As soon as he heard the ringing, he knew on the other side of the phone was likely a man feeling angry, scared of what he might do to his family. But most importantly, they were looking for help.
By the time the man would hang up, he would leave the call with the information and wrap-around support needed.
For Petersen, his first was a success - both the man and his partner were safe.
But that first call would become one of many people dialing 0800 HEY BRO.
Named after the go-to Kiwi greeting, "Hey bro", it is just two words to start a conversation that could change someone's life.
"I've taken a lot of calls but it's always the first one I remember because the first one made the line real," Petersen said.
For whānau kaimahi Victoria Ashworth, she remembers answering the phone service to a wāhine crying.

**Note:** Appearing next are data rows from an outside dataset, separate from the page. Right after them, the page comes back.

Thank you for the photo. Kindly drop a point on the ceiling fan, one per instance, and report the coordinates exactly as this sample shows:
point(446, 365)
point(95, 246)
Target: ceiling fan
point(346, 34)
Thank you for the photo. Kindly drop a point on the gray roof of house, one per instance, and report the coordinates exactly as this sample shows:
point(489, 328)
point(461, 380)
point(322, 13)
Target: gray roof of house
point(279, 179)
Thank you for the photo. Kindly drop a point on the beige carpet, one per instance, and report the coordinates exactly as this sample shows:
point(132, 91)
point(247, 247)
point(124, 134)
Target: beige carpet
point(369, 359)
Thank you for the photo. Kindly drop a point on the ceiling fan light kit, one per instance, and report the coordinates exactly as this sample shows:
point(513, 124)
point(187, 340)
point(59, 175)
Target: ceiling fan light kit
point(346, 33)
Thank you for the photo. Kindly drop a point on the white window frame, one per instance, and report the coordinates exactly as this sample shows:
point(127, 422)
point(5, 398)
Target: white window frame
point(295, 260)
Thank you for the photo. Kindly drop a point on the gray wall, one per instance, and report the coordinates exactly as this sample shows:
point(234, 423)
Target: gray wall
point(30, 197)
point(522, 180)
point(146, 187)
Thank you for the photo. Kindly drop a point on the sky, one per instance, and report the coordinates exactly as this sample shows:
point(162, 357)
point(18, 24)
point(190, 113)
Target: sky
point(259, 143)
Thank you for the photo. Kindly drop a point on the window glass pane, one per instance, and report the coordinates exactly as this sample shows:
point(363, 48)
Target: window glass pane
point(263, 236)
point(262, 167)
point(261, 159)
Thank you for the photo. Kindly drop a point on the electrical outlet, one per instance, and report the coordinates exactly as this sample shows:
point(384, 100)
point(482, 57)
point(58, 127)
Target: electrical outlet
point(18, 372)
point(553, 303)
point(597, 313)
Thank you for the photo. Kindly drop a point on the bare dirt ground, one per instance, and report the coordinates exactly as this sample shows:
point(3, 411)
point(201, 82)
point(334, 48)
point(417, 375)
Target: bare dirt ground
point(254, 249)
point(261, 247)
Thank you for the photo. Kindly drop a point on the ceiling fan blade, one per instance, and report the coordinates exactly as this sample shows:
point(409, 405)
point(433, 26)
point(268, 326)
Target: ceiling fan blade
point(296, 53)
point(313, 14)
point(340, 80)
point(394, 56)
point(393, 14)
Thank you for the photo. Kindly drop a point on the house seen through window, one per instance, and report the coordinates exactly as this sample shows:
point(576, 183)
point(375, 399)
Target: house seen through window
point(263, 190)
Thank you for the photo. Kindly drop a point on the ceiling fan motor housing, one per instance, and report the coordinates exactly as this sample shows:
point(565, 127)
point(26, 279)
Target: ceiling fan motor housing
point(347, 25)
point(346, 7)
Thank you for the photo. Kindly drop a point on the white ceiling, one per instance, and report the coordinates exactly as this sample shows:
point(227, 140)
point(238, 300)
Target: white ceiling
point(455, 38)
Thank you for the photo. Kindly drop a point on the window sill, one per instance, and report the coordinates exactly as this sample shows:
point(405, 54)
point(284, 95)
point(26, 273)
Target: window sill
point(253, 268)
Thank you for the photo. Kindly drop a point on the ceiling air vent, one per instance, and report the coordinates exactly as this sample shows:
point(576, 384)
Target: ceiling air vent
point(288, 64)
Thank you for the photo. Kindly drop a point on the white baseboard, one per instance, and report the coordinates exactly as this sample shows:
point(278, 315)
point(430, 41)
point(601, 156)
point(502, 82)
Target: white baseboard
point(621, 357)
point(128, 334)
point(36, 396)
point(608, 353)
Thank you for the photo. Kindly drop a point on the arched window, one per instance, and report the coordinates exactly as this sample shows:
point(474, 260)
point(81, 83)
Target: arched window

The woman was being abused by her partner and she was petrified, Ashworth said.
From meeting her at the door of the kaupapa Māori organisation He Waka Tapu to getting a protection order through court, Ashworth was with her every step of the way until, eventually, the perpetrator left the city.
"I just felt really good knowing that I had done my best that I could do to help this woman and her whānau," Ashworth said. "I will always remember that one."

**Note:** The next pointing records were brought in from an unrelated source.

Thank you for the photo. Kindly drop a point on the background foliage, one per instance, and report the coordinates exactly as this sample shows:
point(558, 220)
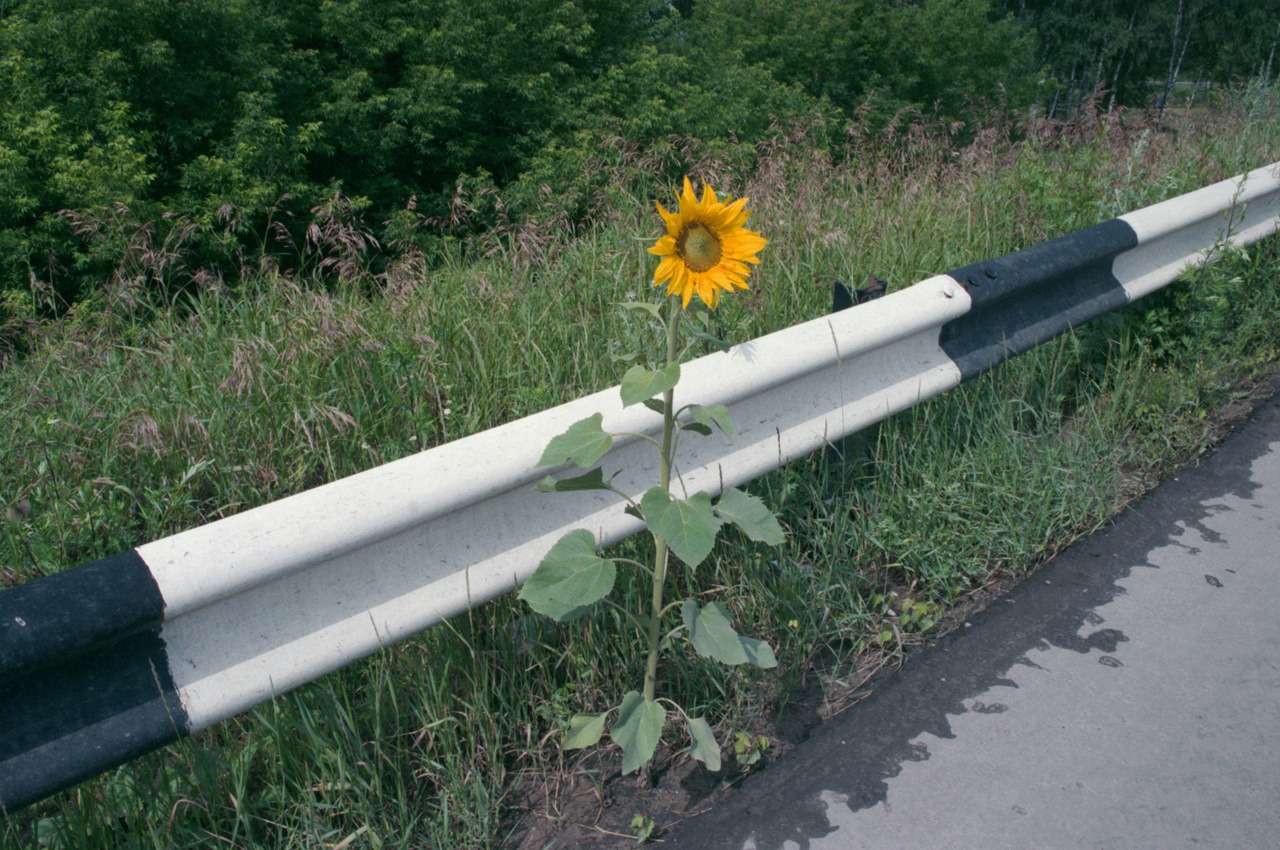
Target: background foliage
point(199, 138)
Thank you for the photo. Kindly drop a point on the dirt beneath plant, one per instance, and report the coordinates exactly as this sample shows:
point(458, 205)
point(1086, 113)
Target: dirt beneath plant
point(588, 803)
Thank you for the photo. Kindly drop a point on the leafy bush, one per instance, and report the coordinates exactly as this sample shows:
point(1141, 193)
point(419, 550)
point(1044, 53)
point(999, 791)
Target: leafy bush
point(220, 124)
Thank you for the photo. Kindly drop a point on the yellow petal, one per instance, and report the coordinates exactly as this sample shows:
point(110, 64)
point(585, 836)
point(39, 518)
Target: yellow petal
point(666, 269)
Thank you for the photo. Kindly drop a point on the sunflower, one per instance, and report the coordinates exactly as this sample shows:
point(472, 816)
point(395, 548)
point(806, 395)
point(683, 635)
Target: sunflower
point(707, 250)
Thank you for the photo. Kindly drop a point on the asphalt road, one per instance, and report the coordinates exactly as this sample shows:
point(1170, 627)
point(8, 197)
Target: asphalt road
point(1128, 695)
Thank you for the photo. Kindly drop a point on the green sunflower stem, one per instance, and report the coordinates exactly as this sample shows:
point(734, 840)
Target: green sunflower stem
point(661, 553)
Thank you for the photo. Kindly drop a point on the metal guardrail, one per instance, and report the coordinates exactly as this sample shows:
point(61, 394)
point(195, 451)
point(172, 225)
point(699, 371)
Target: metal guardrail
point(114, 658)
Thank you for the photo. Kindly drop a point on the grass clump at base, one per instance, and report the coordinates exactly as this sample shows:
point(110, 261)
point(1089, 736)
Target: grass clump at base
point(145, 419)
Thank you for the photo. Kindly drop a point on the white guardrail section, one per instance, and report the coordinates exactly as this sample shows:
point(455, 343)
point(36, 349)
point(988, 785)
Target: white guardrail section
point(272, 598)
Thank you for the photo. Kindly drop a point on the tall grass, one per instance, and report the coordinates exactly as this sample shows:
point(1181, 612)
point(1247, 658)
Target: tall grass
point(144, 419)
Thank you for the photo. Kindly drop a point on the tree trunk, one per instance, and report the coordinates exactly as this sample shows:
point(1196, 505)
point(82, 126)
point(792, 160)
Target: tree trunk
point(1174, 63)
point(1124, 51)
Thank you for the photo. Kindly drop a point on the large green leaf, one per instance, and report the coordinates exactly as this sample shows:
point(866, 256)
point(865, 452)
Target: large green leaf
point(638, 729)
point(640, 384)
point(689, 526)
point(712, 634)
point(571, 576)
point(752, 515)
point(584, 730)
point(584, 443)
point(705, 749)
point(717, 415)
point(593, 480)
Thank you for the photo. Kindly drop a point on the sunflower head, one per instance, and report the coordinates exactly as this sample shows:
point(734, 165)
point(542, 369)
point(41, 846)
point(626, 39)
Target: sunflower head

These a just a few success stories that have stuck with phone operators answering thousands of calls since the 24/7 phone service started.

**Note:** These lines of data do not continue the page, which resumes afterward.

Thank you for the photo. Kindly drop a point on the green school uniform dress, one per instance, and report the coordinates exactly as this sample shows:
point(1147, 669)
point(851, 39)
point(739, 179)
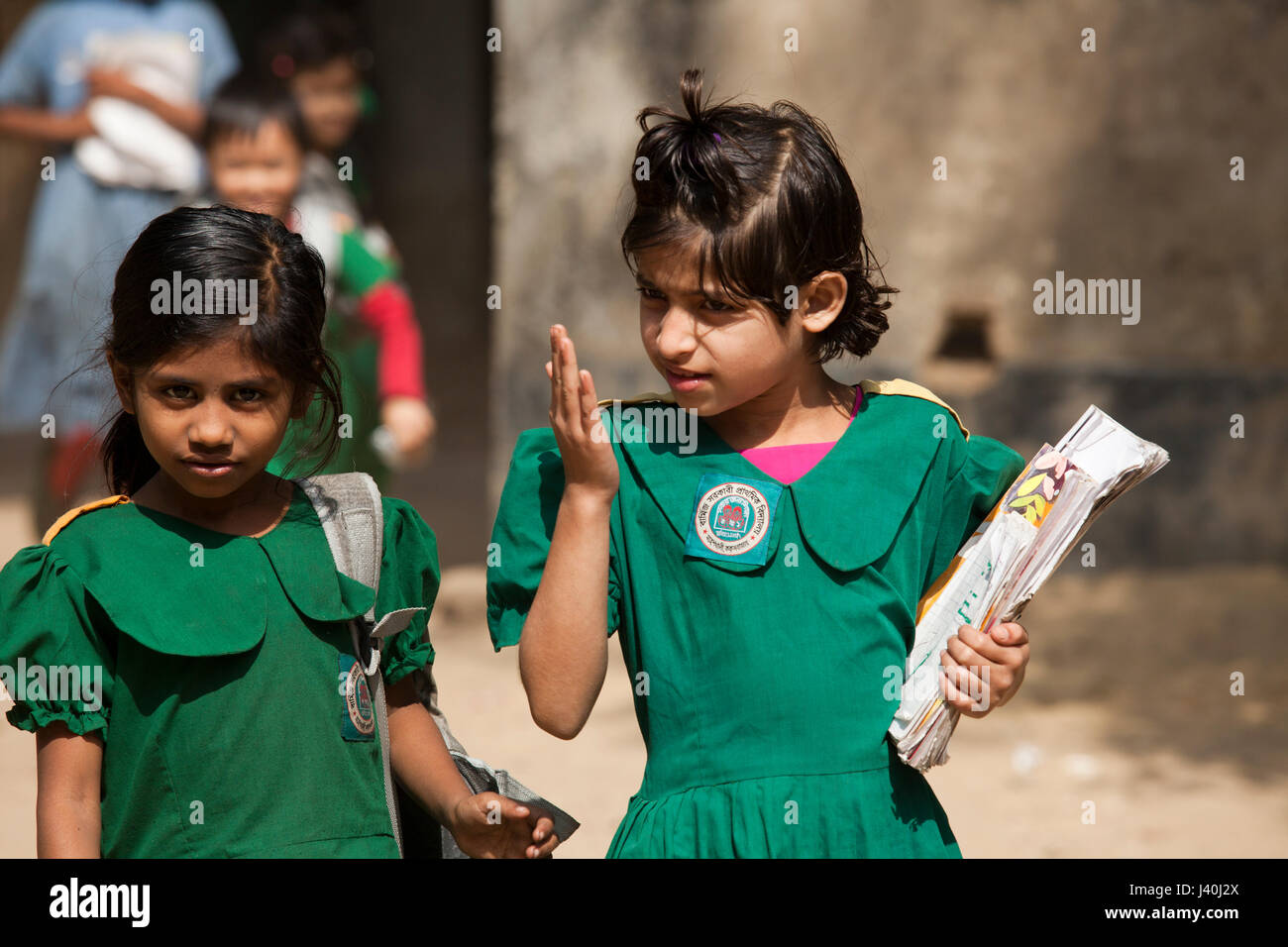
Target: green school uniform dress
point(764, 625)
point(233, 720)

All day and all night, the call-takers are there waiting because "family harm waits for no one".
New Zealand has the highest rate of family violence in the OECD. On average, police officers attend a family violence episode every four minutes.
Having worked in family violence since 2016, Petersen recognised there was support for victims of family violence and tāne after the abuse takes place - but there was nothing aimed at preventing harm from happening in the first place.
"One thing that became common was a lot of the men said if they could do something different they would talk to someone, phone someone," Petersen said.
So one night, lying in bed talking with his wife Tanith, he formed the idea of 0800 HEY BRO.
"We need men talking to men," Petersen said.
0800 HEY BRO was the first prevention line aimed to curb domestic harm in New Zealand and it caught wind pretty fast. It has been supported and promoted by numerous organisations including the Ministry of Justice and the New Zealand Police.
There was only two tāne, Petersen and his colleague Matiu Brokenshire, manning the phones for the first two months - answering calls from those who may be feeling angry, isolated or frustrated.
Now the service is celebrating five years running and has a team of kaimahi managing the line.
The service has morphed into not only supporting those at risk of domestic violence but also helping people with mental health problems across the nation.
They have even had callers from Australia.
What helps drive the success of the line is that the staff use lived experience with family harm to bring a shared understanding and abolish some of the whakamā and stigma that can come with it.
"When they ring, they're wanting something more than just that voice, they're wanting something for themselves which is that change," Petersen said.
After the call, a team provides wrap-around services from helping meet basic needs, access to counselling and treatment, connecting to local networks or just having a cuppa.
While making the first call can be hard, it is an important step towards stopping domestic harm, because after the fact is too late.
Petersen recalls one of the first things his colleague Brokenshire said when they started the line which sums up their mission nicely:
"If we can create a safe man, we can create a safe whānau. If we can create a safe whānau, we can create a safe community. If we can do that, we can create a safe city, which will hopefully create a safe nation."
"I hold that close because what he said is true," Petersen said.
0800 HEY BRO is a service offered through He Waka Tapu, a kaupapa Māori and whānau-led organisation which has been operating in Ōtautahi for almost 25 years.